Aaron Meikle, Anderson’s attorney, told the jurors the key question in the case will be who is responsible for the boy’s injuries. Meikle said it is not Anderson.

Meikle said it is “horrible what happened” to the boy. Anderson was at the apartment that day, “but what you are going to have to decide” is who was responsible that day for taking care of the boy, “making sure (the boy) was safe.”

Meikle did not say who he thinks is responsible for the injuries, but “someone is.”

On the 911 recording, the boy’s mother is heard asking for an ambulance, saying “I need the ambulance right away” and saying her son’s “feet are really burned” and mentions a babysitter.

Then the woman yelled loudly “What happened to my son” and then continued to yell at someone else in the house for a long time, while ignoring the call taker. At one point the mother said, “Yea, he was watching my (expletive) baby.”

Youngstown police officer Michael Bodnar testified that when he responded to the home, the boy’s mother told him the boy was left at home with Anderson.

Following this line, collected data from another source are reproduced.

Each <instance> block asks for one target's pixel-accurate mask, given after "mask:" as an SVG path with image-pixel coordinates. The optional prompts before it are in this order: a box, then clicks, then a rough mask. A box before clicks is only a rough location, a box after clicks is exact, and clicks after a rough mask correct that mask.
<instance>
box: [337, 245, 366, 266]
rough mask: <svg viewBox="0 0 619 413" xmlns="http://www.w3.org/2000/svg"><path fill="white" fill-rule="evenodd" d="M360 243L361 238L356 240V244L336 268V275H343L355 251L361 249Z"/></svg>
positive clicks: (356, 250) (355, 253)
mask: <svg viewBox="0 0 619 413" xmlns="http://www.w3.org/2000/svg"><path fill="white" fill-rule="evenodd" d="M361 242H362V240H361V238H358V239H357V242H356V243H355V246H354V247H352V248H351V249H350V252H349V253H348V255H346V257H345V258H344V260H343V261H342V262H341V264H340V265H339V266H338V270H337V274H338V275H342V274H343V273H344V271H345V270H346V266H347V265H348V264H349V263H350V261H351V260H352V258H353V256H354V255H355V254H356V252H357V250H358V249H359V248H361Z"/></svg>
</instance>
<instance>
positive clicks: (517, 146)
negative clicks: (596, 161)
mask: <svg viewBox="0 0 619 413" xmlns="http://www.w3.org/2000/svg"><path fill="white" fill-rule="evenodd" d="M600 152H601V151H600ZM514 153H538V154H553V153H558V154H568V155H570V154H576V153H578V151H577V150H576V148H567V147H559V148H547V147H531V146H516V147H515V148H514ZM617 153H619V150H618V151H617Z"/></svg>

The boy already had been taken to the hospital when Bodnar arrived.

The women in the home showed the officer “what appeared to be a large quantity of skin left on the trunk lid of a car in the driveway,” he said. Under cross examination by Meikle, Bodnar said he did not know how the skin got onto the car.

Patrolman Gregory Tackett testified to being at the home after Bodnar, and his job was to preserve the scene, making sure no evidence was disturbed, he said. When Tackett went inside the house, Anderson was there.

He said Anderson informed him the boy had burned his legs in a bathroom in the rear of the home. When Bodnar and Anderson walked to that area, there was a mop and bucket, and the bathroom was “mopped up and cleaned up.” Bodnar said the floor was “still damp.”

Bodnar said there was a “ring of skin” on the floor “that appeared to have been burned off of someone’s foot.”

Tackett said he was with Anderson for about an hour during which Anderson “advised me that the juvenile climbed up on the sink and then they apparently turned on the hot water and burned himself.” Tackett said Anderson said he was the person watching the boy.

Tackett was asked to leave the home, but a short time later he was asked to go back. He was gone only several minutes, but when he returned, Anderson was gone. That is when Tackett located Anderson behind the house. Anderson ran, but was captured.

The trial resumes today and might be over by the end of the day, McKay said.